A two-degree rise in temperature could wipe out half of Wisconsin’s 2,700 trout streams. Hot dry conditions, coupled with more frequent thunderstorms and lightning, will increase the chance of forest fires. Red pine, aspen and spruce trees will disappear from our northern forests.


Anonymous said...

Wow. This is nuts. I expected better from Sea Grant. Climate change will be catastrophic in many parts of the world. Food and water shortages are likely as is mass migration from places that will not be habitable. Governments are going to topple. New research shows that significant climate change can happen in a very short time.

James Rowen said...

Well, I guess I should have called attention to the 2013 date on the information. I was trying to make the point that what Walker & Co. had done was to ignore well-established facts.
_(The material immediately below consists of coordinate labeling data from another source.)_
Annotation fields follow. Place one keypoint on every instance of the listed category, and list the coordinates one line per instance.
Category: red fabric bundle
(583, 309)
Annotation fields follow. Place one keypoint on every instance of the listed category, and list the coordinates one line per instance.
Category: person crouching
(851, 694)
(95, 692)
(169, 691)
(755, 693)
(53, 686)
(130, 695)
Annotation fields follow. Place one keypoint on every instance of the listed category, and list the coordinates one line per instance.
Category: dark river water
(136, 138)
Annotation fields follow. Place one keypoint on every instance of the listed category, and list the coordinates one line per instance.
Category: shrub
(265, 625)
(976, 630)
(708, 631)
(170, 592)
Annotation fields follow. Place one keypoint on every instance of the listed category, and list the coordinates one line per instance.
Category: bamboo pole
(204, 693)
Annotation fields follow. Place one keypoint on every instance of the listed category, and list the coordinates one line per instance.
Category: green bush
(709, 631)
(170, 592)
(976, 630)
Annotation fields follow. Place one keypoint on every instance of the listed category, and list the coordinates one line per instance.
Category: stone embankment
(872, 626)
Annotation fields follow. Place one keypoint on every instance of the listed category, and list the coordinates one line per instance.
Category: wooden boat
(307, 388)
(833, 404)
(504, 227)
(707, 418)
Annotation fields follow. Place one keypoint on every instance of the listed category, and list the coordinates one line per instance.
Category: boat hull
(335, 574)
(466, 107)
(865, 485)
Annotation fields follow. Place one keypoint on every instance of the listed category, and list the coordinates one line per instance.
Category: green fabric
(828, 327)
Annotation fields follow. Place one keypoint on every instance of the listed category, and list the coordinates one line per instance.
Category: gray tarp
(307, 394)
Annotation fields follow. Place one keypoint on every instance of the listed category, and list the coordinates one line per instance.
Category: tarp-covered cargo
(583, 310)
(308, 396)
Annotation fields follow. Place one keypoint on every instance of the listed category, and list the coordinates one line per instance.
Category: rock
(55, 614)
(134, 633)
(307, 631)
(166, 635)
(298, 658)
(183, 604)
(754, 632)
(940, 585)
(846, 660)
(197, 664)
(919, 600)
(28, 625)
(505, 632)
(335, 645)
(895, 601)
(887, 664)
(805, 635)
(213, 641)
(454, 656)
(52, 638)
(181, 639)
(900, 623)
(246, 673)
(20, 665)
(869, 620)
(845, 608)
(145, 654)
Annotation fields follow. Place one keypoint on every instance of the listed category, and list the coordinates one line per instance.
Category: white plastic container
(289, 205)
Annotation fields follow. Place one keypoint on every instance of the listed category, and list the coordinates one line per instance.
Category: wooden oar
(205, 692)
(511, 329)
I'm sure the Sea Grant staff is immersed in the bigger climate change picture and fresh data and conclusions which I linked at the top.

And the Sea Grant does have a specific focus, as it spells out elsewhere on its website:
Wisconsin Sea Grant is a statewide program of basic and applied research, education, and outreach and technology transfer dedicated to the stewardship and sustainable use of the nation's Great Lakes and ocean resources.

Headquartered at the University of Wisconsin-Madison, the institute is housed in the Office of the Vice Chancellor for Research and Graduate Education's Aquatic Sciences Center. Wisconsin Sea Grant is part of a national network of 33 university-based programs funded through the National Sea Grant College Program, National Oceanic and Atmospheric Administration , U.S. Department of Commerce, and through matching contributions from participating states and the private sector.

Anonymous said...

It's both siderism taken to an extreme. On the plus side, summers will be longer. On the minus side, we're going to spend more on air conditioning. It's really sort of silly. I guess they didn't want to bum people out too much.